The authors found that WaveNet conditioned on linguistic features only could synthesize speech samples with natural segmental quality but sometimes it had unnatural prosody by stressing wrong words in a sentence. This could be due to the long-term dependency of F0 contours: the size of the receptive field of the WaveNet, 240 milliseconds, was not long enough to capture such long-term dependency. WaveNet conditioned on both linguistic features and F0 values did not have this problem: the external F0 prediction model runs at a lower frequency (200 Hz) so it can learn long-range dependencies that exist in F0 contours.

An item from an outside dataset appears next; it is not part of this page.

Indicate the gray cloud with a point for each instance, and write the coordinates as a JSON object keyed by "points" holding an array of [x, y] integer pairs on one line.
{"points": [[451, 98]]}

Mean opinion score (MOS) tests:
Table 1 show the MOS test results. It can be seen from the table that WaveNets achieved 5-scale MOSs in naturalness above 4.0, which were significantly better than those from the baseline systems. They were the highest ever reported MOS values with these training datasets and test sentences. The gap in the MOSs from the best synthetic speech to the natural ones decreased from 0.69 to 0.34 (51%) in US English and 0.42 to 0.13 (69%) in Mandarin Chinese.
3.3. Music
Datasets:
- the MagnaTagATune dataset (Law & Von Ahn, 2009), which consists of about 200 hours of music audio. Each 29-second clip is annotated with tags from a set of 188, which describe the genre, instrumentation, tempo, volume and mood of the music.
- the YouTube piano dataset, which consists of about 60 hours of solo piano music obtained from YouTube videos. Because it is constrained to a single instrument, it is considerably easier to model.

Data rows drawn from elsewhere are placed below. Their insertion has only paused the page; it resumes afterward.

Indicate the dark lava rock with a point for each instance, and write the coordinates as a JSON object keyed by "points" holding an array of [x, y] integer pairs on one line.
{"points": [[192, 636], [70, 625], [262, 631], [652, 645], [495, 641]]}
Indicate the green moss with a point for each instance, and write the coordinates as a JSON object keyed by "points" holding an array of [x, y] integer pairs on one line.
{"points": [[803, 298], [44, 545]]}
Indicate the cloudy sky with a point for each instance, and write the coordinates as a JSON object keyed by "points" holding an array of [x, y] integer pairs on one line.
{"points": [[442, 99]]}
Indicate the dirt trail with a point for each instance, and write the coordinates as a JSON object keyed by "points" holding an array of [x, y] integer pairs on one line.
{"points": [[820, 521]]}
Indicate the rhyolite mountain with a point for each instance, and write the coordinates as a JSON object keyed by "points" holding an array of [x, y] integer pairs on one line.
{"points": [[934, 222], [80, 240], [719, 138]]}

The authors found that enlarging the receptive field was crucial to obtain samples that sounded musical. Even with a receptive field of several seconds, the models did not enforce long-range consistency which resulted in second-to-second variations in genre, instrumentation, volume and sound quality. Nevertheless, the samples were often harmonic and aesthetically pleasing, even when produced by unconditional models.

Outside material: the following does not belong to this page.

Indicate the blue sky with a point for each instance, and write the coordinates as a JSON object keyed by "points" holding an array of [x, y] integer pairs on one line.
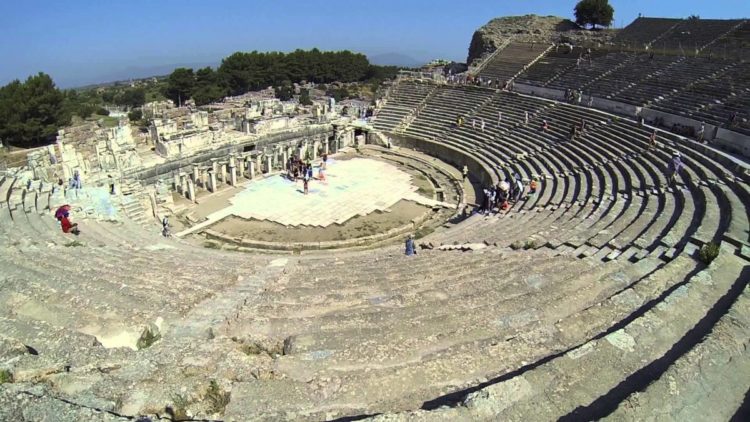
{"points": [[80, 42]]}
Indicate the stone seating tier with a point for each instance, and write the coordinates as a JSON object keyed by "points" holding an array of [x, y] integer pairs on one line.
{"points": [[598, 313]]}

Of particular interest are conditional music models, which can generate music given a set of tags specifying e.g. genre or instruments. Similarly to conditional speech models, the authors insert biases that depend on a binary vector representation of the tags associated with each training clip. This makes it possible to control various aspects of the output of the model when sampling, by feeding in a binary vector that encodes the desired properties of the samples. Such models are trained on the MagnaTagATune dataset; although the tag data bundled with the dataset was relatively noisy and had many omissions, after cleaning it up by merging similar tags and removing those with too few associated clips, this works reasonably well.
3.4. Speech Recognition
Dataset: TIMIT (Garofolo et al.,1993) dataset
WaveNets show that layers of dilated convolutions allow the receptive field to grow longer in a much cheaper way than using LSTM units.
For this task a mean-pooling layer is added after the dilated convolutions that aggregated the activations to coarser frames spanning 10 milliseconds (160×downsampling). The pooling layer was followed by a few non-causal convolutions. The authors trained WaveNet with two loss terms, one to predict the next sample and one to classify the frame, the model generalized better than with a single loss and achieved 18.8 PER on the test set, which is to our knowledge the best score obtained from a model trained directly on raw audio on TIMIT.
4. Conclusion
The authors introduced WaveNets, which are autoregressive and combine causal filters with dilated convolutions to allow their receptive fields to grow exponentially with depth, which is important to model the long-range temporal dependencies in audio signals.